I have a dataset of mostly factor variables that I'd like to summarize the counts for in R using the summarise
function from dplyr. This is from a pre and post treatment scenario so some levels might be missing in the post, depending on responses.
I can get both counts individually like so:
bla = data.frame(pre = c("a", "b", "c", "d", "e"), post = c("b", "d", "a", "a", "e"))
bla$pre = as.factor(bla$pre)
bla$post = as.factor(bla$post)
bla %>% group_by(pre) %>% summarise(Count = n())

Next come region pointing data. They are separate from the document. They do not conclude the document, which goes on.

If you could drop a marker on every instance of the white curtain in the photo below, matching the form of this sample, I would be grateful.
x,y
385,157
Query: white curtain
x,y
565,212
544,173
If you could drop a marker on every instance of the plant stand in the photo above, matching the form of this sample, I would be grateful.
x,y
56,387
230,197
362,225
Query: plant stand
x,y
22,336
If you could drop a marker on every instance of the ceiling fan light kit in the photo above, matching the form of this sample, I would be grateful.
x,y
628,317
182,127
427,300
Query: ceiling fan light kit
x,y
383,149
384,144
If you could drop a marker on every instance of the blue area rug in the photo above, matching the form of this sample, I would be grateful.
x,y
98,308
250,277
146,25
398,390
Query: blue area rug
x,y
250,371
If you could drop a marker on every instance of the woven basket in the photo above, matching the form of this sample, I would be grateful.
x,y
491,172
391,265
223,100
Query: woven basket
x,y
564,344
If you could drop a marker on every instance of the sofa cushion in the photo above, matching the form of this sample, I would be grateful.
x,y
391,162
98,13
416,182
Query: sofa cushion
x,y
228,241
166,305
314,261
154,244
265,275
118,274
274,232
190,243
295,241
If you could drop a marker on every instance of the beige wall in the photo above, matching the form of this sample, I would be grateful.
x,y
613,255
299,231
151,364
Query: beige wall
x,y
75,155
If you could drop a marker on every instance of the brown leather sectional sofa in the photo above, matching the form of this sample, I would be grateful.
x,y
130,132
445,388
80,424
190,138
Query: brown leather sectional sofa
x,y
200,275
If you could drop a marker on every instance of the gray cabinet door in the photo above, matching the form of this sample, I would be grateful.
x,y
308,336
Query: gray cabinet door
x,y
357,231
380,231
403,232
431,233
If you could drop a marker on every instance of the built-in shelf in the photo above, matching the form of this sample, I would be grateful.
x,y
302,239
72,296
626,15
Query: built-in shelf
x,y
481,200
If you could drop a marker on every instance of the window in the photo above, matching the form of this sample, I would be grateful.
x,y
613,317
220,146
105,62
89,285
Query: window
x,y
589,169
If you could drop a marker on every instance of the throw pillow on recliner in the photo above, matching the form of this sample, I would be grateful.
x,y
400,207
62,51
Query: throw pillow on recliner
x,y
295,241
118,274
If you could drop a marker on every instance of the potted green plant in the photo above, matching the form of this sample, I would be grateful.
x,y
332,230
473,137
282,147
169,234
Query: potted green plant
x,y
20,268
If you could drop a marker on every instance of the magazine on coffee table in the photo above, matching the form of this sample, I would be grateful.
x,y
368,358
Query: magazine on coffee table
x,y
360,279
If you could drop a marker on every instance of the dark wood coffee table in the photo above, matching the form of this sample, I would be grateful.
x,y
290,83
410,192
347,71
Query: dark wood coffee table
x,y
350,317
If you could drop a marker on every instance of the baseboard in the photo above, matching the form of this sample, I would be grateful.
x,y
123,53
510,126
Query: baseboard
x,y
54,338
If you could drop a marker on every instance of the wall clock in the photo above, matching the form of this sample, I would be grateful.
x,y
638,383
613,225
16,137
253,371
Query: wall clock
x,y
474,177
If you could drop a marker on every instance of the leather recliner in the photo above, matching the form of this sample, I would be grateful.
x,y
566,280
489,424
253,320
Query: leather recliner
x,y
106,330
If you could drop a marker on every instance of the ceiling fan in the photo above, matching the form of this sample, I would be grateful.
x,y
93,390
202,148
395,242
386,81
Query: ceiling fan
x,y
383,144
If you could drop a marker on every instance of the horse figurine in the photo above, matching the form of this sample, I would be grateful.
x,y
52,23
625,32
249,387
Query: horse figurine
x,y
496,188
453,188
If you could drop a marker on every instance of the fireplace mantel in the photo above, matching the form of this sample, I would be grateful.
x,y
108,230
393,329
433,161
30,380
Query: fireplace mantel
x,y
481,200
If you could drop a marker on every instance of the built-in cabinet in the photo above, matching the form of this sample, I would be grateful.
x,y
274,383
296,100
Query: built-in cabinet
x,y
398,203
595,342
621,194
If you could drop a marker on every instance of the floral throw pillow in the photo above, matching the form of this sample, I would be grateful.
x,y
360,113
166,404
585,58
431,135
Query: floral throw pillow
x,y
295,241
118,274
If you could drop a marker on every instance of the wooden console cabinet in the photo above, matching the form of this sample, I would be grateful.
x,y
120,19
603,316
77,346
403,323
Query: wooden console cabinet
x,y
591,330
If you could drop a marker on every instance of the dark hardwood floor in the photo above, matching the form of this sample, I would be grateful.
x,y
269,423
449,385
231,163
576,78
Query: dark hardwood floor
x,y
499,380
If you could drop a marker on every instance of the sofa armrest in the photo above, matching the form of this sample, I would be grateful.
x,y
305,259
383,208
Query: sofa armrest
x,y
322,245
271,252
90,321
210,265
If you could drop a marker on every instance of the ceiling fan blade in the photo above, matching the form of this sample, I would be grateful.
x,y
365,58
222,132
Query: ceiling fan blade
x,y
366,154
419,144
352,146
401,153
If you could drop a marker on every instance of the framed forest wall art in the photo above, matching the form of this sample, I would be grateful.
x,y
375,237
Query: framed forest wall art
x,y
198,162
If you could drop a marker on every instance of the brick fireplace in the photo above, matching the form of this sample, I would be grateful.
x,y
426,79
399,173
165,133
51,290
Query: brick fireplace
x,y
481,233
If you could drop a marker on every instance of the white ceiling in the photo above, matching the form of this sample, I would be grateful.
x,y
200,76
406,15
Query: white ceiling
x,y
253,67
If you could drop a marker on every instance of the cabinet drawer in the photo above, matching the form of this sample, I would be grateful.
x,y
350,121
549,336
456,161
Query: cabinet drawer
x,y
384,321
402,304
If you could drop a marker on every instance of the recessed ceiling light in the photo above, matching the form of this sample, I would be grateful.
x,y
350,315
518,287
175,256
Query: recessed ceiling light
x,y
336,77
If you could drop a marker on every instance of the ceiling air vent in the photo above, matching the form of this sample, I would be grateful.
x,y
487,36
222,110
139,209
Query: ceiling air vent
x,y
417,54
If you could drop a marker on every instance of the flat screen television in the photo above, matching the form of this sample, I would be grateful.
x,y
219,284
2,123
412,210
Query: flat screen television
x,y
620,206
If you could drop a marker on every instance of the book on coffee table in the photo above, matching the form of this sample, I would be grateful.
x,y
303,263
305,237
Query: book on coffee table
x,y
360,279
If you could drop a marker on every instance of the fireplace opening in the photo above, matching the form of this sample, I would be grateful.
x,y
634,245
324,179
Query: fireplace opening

bla %>% group_by(post) %>% summarise(Count = n())
which yields:
pre | Count |
---|---|
a | 1 |
b | 1 |
c | 1 |
d | 1 |
e | 1 |
post | Count |
---|---|
a | 2 |
b | 1 |
d | 1 |
e | 1 |
But what I am after is:
Level | pre Count | post Count |
---|---|---|
a | 1 | 2 |
b | 1 | 1 |
c | 1 | 0 |
d | 1 | 1 |
e | 1 | 1 |
CodePudding user response:
library(dplyr)
library(tidyr)
bla %>%
pivot_longer(everything(), names_to = "name", values_to = "Level") %>%
mutate(name = paste(name, "Count")) %>%
count(name, Level) %>%
pivot_wider(names_from=name, values_from = n, values_fill = 0) %>%
arrange(Level)
Level `post Count` `pre Count`
<fct> <int> <int>
1 a 2 1
2 b 1 1
3 c 0 1
4 d 1 1
5 e 1 1
CodePudding user response:
in base R
xtabs(~., stack(bla))
ind
values pre post
a 1 2
b 1 1
c 1 0
d 1 1
e 1 1
or even
sapply(bla, \(x)table(factor(x, unique(unlist(bla)))))
pre post
a 1 2
b 1 1
c 1 0
d 1 1
e 1 1
If you need a dataframe:
as.data.frame.matrix(xtabs(~., stack(bla)))
pre post
a 1 2
b 1 1
c 1 0
d 1 1
e 1 1